Schließlich erblickte das Unternehmen Barbarossa das Licht der Welt. Unter diesem Code verstand man den Überfall der deutschen Wehrmacht auf die Sowjetunion, der im Jahre 1941 begann. Das Ziel war die Vernichtung des Kommunismus. Fieberhaft planten ranghöchste Offiziere den Überfall; auch Gehlen saß mit im Boot. Der europäische Teil der Sowjetunion sollte erobert, die Führungskräfte dort ermordet und die Zivilbevölkerung teilweise ausgerottet werden. Der Hungertod von Millionen von Kriegsgefangenen und die Morde an Juden wurden systematisch geplant. Der europäische Teil Russlands sollte »germanisiert« werden. Die Wehrmachtsführung, und also auch Gehlen, waren eingebunden in den Massenmord-Plan.

Gehlen wurde im Mai 1941 zum Leiter der »Abteilung Fremde Heere Ost« ernannt, was so viel bedeutete, dass er nun der Chef der gesamten Ost-Spionage war. Gehlen avancierte urplötzlich zu einer Schlüsselfigur auf dem Schachbrett Hitlers.

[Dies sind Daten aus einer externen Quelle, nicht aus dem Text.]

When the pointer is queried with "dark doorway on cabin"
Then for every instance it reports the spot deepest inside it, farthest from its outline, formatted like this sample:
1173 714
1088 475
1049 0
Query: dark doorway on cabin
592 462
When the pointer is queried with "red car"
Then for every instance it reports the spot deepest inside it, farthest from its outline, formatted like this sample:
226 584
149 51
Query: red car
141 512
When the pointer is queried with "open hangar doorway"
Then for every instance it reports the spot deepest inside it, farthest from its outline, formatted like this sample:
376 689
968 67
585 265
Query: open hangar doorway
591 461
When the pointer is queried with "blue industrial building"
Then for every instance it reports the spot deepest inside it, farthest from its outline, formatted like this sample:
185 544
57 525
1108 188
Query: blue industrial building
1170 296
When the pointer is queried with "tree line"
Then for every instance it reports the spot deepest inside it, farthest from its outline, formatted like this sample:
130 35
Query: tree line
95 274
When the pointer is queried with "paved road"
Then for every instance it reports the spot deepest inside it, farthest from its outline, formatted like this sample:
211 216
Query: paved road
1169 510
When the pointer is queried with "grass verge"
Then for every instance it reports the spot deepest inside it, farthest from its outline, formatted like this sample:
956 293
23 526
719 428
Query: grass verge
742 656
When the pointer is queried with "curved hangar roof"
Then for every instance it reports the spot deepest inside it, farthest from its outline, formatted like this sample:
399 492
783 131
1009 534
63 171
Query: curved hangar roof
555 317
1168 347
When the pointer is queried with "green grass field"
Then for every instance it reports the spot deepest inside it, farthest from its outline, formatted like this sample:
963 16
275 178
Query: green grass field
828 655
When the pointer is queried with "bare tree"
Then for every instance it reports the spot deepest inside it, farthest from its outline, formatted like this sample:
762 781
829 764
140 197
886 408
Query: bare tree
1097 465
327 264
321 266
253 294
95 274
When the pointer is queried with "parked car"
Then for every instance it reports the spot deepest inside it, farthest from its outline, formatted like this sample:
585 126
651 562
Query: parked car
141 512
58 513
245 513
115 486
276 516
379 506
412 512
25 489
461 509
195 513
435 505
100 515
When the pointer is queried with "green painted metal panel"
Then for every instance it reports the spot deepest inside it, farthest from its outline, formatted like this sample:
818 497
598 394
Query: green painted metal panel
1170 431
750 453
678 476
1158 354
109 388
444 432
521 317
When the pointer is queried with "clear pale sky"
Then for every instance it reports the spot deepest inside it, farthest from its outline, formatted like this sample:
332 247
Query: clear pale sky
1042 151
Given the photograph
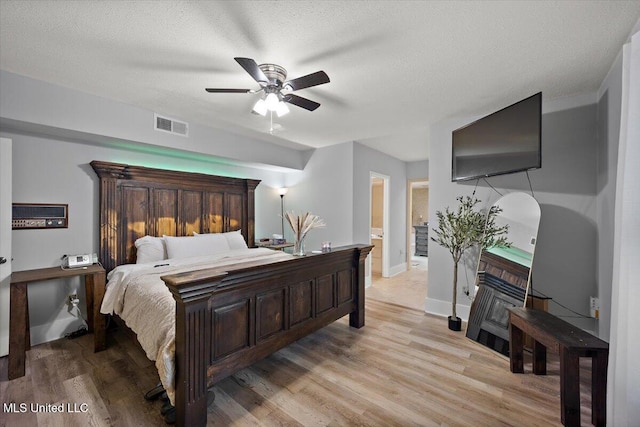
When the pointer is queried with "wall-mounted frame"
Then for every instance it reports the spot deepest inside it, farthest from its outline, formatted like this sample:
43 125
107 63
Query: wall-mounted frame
39 216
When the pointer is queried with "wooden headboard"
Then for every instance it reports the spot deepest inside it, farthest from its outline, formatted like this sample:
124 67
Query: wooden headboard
136 201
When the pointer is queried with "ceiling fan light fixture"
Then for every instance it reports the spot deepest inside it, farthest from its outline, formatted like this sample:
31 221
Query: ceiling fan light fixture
282 109
272 101
260 107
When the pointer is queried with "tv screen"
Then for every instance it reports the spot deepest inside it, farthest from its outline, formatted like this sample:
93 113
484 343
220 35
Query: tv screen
507 141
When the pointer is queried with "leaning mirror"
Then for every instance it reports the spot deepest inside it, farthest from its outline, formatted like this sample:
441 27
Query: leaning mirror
504 273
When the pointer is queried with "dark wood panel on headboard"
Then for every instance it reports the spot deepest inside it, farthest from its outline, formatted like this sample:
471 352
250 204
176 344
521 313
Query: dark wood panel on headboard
136 201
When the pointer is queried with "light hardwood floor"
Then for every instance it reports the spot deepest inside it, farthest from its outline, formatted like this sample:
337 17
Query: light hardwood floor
404 368
408 289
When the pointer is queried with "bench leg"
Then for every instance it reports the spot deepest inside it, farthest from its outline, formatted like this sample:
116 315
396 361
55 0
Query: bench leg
599 388
516 342
569 388
539 358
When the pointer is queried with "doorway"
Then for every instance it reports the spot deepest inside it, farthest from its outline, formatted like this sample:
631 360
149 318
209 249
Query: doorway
417 223
379 225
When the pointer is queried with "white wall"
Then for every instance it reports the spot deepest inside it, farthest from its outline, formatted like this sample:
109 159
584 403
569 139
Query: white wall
565 187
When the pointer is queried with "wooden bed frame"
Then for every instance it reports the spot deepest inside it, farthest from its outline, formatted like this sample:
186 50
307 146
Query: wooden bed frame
225 319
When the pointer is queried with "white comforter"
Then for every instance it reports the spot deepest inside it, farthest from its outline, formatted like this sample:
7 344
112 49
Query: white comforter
136 293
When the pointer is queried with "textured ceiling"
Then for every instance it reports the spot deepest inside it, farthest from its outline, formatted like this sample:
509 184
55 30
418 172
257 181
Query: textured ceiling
395 67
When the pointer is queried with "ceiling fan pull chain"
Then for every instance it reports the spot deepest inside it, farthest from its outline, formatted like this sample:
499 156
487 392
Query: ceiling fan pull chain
271 127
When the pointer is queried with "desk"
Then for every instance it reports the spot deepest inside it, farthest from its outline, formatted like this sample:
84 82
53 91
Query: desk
19 333
570 342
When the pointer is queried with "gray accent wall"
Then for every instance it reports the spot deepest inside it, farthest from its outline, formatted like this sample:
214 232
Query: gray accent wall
565 261
49 170
609 112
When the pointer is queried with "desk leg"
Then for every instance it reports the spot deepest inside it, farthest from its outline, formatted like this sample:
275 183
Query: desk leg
539 358
18 329
599 388
516 343
94 289
569 387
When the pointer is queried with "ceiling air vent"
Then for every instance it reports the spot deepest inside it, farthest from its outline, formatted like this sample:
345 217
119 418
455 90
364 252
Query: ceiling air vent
176 127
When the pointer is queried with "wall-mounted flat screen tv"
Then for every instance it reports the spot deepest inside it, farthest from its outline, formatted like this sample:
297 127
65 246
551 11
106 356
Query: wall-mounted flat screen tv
507 141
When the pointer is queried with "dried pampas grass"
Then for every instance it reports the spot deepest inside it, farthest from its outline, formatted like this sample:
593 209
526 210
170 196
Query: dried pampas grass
301 224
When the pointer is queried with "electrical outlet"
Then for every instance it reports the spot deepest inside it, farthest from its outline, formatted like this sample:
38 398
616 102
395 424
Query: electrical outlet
594 307
73 299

Er entfaltete eine unvorstellbare Aktivität, denn er wollte seinem Führer beweisen, was in ihm steckte. Gehlen nahm sich als Erstes die russischen Kriegsgefangenen zur Brust, die nach den ersten Siegen der Deutschen in seine Hände fielen. Die armen russischen Teufel wurden ausgequetscht wie Zitronen. Einige vermochte man umzupolen und in Spione für Deutschland zu verwandeln. Gleichzeitig stampfte Gehlen ein Passbüro aus dem Boden. Falsche Ausweise wurden massenhaft hergestellt. Ganze Heerscharen von Spionen schickte Gehlen nun in feindliches Gebiet. Die UdSSR wurde infiltriert wie nie zuvor. Alles, alles wurde ausgespäht, nicht nur militärische Geheimnisse, sondern auch die gesamte kommunistisch-sowjetische Industrie. Es galt, alle Absichten der Russen in Erfahrung zu bringen. Als sowjetische Offiziere getarnte Deutsche infiltrierten die Rote Armee. Spitzel nisteten sich überall ein ... in den Fabriken, in der Verwaltung, ja sogar in der kommunistischen Partei. Sie suchten zudem Kontakt zu antikommunistischen Partisanen und Gegnern Stalins.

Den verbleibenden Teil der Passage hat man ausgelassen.